Docs

TIFF ’13: The buzz behind “Burt’s Buzz”

Burt's Buzz, a Canadian film screening at TIFF, explores the face behind iconic American brand Burt's Bees. Here, director Jody Shapiro (pictured) tells realscreen how actor Isabella Rossellini set everything in motion.
September 11, 2013

Burt’s Buzz, a Canadian film screening at TIFF, explores the face behind iconic American brand Burt’s Bees. Here, director Jody Shapiro (pictured) tells realscreen how actor Isabella Rossellini set everything in motion.

As part of Isabella Rossellini’s Sundance Channel short film series, Green Porno, the actor was commissioned by the Burt’s Bees company to produce a number of short films about bee colony collapse disorder.

From this, she introduced Shapiro – who directed and produced several of the Green Porno shorts – to Burt Shavitz (pictured below), the man behind the natural skin care line Burt’s Bees.

Once Shapiro met with Shavitz, he immediately knew he wanted to capture his story on film.

“I found him to be a truly original character, one of the folks that has remained truly authentic to himself,” Shapiro tells realscreen. “One of the first things he said to me was that he considers himself evolutionary, not revolutionary. He never wanted to change the world, and I thought that was ironic for somebody who’s been involved with so many things over his life that kind of has changed the world in small ways.”

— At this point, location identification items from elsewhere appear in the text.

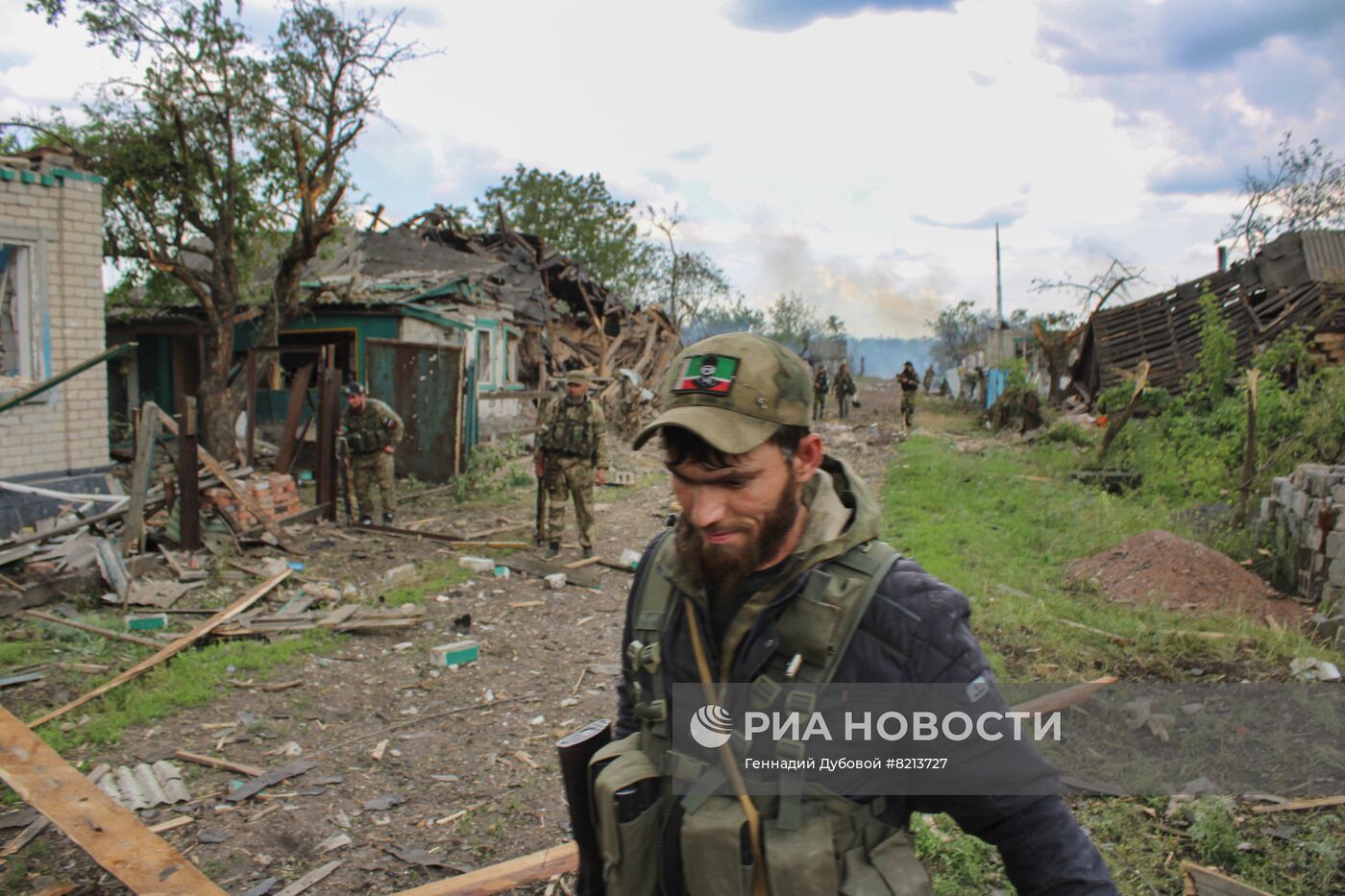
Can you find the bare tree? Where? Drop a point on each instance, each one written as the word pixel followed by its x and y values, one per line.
pixel 1301 188
pixel 1096 291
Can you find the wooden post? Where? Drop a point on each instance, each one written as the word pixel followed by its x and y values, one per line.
pixel 188 487
pixel 1250 453
pixel 145 433
pixel 251 378
pixel 329 419
pixel 289 439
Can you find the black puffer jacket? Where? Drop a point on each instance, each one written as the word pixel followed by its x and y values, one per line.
pixel 917 630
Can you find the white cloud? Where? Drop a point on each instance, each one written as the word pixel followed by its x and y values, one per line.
pixel 830 157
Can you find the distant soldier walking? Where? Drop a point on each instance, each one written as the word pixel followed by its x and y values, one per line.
pixel 844 388
pixel 819 392
pixel 910 382
pixel 372 433
pixel 571 452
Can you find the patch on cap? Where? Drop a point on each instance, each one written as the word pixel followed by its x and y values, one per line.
pixel 708 375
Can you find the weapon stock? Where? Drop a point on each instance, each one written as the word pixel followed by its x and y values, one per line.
pixel 575 750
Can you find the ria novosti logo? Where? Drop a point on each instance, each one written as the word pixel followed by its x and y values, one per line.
pixel 712 727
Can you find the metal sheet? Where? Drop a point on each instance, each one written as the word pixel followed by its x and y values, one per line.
pixel 424 385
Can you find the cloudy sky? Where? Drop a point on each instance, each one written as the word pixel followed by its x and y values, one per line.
pixel 858 153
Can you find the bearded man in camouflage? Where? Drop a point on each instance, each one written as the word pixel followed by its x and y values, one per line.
pixel 571 453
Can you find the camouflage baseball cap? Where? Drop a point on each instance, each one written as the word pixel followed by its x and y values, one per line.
pixel 735 390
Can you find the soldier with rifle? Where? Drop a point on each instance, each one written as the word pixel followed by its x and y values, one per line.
pixel 571 455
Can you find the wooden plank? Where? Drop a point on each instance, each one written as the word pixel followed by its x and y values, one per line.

Shavitz, who has been a beekeeper, a photographer, an eco-hero and an icon, currently lives off-grid and is media-shy, which Shapiro was warned about when he decided to make the doc.

“I took a very nice long and slow approach with him,” he recalls. Once filming began, a similarly paced method was employed. “He’s an old guy, so we had to take our time with him. I wanted this be Burt’s story and most of [filming] was being patient, getting him at his own time to flesh that out.”

Burt's Buzz

What bonded them together was a mutual love of vintage motorcycles, and the director was able to open up his film subject enough to get Shavitz to discuss other areas of his life he didn’t talk about much, including his photography and his relationship with Roxanne Quimby, who was the driving force behind the company.

Shapiro says he filmed off and on for a year, with the conversations continuing for about a week every season, and he even followed Shavitz on a promotional trip to Taiwan.

The Film Sales Company recently signed on to represent the completely self-funded film internationally, while FilmBuff signed on for theatrical and VoD distribution in the U.S.

With regards to TIFF, Shapiro says: “Burt’s coming to town and I think he’s got a fantastic story. This drifter who never claimed to be ambitious really got involved in a lot of interesting stuff, and when I was telling people about the film, people didn’t know he was a real person.

“I was thinking, how often do you get the opportunity to pull the mask off the logo, [to show] that Burt is real and living and breathing, and the fact that he lives in these two worlds: the simple hermit and this icon that people carry around in their pockets?”

  • Burt’s Buzz screens on September 13 at 12.00 p.m. at the Toronto International Film Festival.